Thursday, January 9, 2020

Undertow

Since my commute is considerably longer than it once was, I've recently spent a lot of time in my car rediscovering music on my iPod that I haven't listened to in a while. Last week, a particular song cropped up in my shuffle that took me back to the tumultuous days when my departure from Mormonism was still fresh. 

Pain of Salvation's "Undertow" was my favorite song for many years because it spoke to the conflicted, melancholic, self-loathing, self-flagellating, resigned state of mind that I inhabited before I was able to find some peace and some independence.  It was reassuring to hear this song and realize that its content brought back memories but didn't stir much in me as far as my current feelings are concerned.

I still enjoy the music itself and I still hold that Daniel Gildenlöw's performance on this track is an excellent example of why he deserves to go down in history as one of rock music's all-time greatest vocalists, but listening to this piece no longer entails the same raw emotional ravaging for me that it once did. 

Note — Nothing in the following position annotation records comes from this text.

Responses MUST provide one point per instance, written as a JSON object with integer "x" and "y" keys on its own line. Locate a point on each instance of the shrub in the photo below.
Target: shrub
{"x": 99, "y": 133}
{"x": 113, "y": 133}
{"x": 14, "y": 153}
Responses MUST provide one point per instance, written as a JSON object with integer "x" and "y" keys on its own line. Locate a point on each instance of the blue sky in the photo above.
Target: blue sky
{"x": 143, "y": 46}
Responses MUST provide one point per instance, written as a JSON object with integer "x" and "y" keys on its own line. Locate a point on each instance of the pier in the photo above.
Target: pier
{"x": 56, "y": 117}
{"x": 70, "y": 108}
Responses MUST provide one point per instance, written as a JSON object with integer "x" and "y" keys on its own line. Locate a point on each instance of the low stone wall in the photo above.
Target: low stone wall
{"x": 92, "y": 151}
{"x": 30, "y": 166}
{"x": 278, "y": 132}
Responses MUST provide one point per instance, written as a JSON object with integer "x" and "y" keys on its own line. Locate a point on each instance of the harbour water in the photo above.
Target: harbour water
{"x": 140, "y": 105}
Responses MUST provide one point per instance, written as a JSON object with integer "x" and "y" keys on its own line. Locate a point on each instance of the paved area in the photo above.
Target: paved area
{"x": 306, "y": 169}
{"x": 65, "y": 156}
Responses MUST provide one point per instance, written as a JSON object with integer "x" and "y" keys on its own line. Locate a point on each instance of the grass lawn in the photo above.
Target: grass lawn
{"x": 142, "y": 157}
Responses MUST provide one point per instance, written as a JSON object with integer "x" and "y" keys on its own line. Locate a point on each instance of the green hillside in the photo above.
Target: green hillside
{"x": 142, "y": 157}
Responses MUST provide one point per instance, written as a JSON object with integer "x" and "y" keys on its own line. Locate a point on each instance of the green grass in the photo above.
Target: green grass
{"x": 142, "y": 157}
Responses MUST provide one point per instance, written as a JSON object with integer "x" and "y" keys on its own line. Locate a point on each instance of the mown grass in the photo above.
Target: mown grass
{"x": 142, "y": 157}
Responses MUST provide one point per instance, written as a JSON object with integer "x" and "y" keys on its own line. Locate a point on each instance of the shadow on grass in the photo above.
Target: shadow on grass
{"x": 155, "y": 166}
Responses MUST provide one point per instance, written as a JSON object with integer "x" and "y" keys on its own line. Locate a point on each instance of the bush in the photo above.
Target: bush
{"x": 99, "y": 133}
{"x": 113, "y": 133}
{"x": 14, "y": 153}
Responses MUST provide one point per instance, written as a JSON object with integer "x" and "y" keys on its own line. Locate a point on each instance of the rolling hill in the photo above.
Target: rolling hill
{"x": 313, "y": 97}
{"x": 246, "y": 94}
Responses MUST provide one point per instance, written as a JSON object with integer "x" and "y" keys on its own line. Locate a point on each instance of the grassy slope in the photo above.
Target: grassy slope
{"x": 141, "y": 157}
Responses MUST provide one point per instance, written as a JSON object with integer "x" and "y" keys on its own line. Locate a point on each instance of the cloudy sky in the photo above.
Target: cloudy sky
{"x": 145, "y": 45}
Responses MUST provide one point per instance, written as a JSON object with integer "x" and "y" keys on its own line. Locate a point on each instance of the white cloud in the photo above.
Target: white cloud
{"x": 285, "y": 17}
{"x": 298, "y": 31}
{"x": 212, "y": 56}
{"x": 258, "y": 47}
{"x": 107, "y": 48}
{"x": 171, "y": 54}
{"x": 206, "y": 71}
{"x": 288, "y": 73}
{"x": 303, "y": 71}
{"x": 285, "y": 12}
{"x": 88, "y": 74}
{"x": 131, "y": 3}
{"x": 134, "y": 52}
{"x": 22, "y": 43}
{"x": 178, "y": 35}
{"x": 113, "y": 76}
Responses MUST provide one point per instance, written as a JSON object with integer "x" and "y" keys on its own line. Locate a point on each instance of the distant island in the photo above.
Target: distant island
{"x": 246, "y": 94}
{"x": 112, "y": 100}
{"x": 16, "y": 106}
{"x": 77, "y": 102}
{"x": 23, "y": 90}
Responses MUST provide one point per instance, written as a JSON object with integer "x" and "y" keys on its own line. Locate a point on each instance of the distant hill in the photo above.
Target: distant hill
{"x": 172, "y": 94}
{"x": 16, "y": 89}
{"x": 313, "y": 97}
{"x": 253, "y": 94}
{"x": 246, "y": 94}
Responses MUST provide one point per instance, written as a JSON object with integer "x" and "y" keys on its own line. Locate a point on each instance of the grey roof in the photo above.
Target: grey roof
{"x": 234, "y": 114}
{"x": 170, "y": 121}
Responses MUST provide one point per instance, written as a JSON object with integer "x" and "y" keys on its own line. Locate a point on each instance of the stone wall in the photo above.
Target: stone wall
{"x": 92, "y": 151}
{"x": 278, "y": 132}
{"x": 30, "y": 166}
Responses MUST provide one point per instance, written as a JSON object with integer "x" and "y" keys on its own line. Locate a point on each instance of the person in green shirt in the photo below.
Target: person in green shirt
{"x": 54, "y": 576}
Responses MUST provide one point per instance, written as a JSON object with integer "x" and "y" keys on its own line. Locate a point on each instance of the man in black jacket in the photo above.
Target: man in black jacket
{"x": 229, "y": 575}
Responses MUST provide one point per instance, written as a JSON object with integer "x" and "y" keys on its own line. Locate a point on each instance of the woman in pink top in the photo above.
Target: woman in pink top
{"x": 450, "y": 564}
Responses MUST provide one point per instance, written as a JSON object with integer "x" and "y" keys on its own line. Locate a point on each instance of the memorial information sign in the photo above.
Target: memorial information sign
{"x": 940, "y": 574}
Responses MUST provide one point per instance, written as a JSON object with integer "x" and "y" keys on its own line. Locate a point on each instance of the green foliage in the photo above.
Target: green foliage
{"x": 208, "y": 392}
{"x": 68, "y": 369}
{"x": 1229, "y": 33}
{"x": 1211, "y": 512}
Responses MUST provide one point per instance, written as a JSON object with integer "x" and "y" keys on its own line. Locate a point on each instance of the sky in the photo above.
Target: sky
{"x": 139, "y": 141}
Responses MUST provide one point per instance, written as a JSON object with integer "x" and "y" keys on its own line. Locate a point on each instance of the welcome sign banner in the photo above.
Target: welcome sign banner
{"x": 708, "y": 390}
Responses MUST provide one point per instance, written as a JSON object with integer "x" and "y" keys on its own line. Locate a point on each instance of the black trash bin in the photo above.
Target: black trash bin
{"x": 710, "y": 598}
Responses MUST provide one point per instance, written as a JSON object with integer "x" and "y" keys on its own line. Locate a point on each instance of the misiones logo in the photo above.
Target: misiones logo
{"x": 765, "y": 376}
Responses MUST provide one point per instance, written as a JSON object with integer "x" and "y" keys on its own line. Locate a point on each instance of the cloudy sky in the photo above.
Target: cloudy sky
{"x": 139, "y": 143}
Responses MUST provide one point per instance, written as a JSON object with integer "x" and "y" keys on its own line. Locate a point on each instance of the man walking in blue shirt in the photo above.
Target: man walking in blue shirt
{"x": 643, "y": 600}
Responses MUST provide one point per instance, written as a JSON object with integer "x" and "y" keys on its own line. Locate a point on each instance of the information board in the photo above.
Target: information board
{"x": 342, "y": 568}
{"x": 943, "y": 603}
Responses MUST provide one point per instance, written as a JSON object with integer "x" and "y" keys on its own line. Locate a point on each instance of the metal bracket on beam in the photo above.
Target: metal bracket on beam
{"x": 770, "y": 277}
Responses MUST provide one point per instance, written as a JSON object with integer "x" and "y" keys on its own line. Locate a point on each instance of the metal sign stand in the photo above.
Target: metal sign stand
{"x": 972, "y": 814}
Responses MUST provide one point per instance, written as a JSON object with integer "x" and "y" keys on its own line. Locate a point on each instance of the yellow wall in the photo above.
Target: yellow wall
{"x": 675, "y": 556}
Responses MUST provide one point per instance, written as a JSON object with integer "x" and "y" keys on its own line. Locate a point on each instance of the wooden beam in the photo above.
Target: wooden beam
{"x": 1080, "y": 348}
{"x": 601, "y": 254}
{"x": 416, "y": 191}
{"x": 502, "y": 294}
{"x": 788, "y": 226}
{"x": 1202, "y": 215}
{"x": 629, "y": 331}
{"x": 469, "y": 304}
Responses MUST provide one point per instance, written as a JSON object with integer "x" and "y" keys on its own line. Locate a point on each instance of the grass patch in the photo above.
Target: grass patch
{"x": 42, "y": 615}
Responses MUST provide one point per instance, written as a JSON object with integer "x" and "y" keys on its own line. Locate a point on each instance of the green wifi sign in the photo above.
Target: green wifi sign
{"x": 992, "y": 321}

Here's Pain of Salvation playing an arrangement of the song live:


And for anyone not particularly interested in the music, these are the lyrics:
Let me go
Let me go
Let me seek the answer that I need to know
Let me find a way
Let me walk away
Through the Undertow
Please let me go

Let me fly
Let me fly
Let me rise against that blood-red velvet sky
Let me chase it all
Break my wings and fall
Probably survive
So let me fly
Let me fly

Let me run
Let me run
Let me ride the crest of chance into the sun
You were always there
But you may lose me here
Now love me if you dare
And let me run

I'm alive and I am true to my heart now, I am I
But why must truth always make me die?

Let me break!
Let me bleed!
Let me tear myself apart I need to breathe!
Let me lose my way!
Let me walk astray!
Maybe to proceed...
Just let me bleed!

Let me drain!
Let me die!
Let me break the things I love I need to cry!
Let me burn it all!
Let me take my fall!
Through the cleansing fire!
Now let me die!
Let me die

Let me out
Let me fade into that pitch-black velvet night
There is so much about this song that felt like a perfect representation of what I felt.  The concept of an undertow, of course, illustrates the feeling that a strong negative influence beyond my control was carrying me to an undesirable destination.  But this song also expresses the sentiment that maybe I deserved what was happening to me.  Maybe I'd be okay, but it probably wouldn't matter if I wasn't.  Perhaps the suffering I was going to experience was my penance for whatever I'd done to put me in this position (a key line in this song is why I named a fictional death metal band "Cleansing Fire" in my book Their Works Shall Be in the Dark).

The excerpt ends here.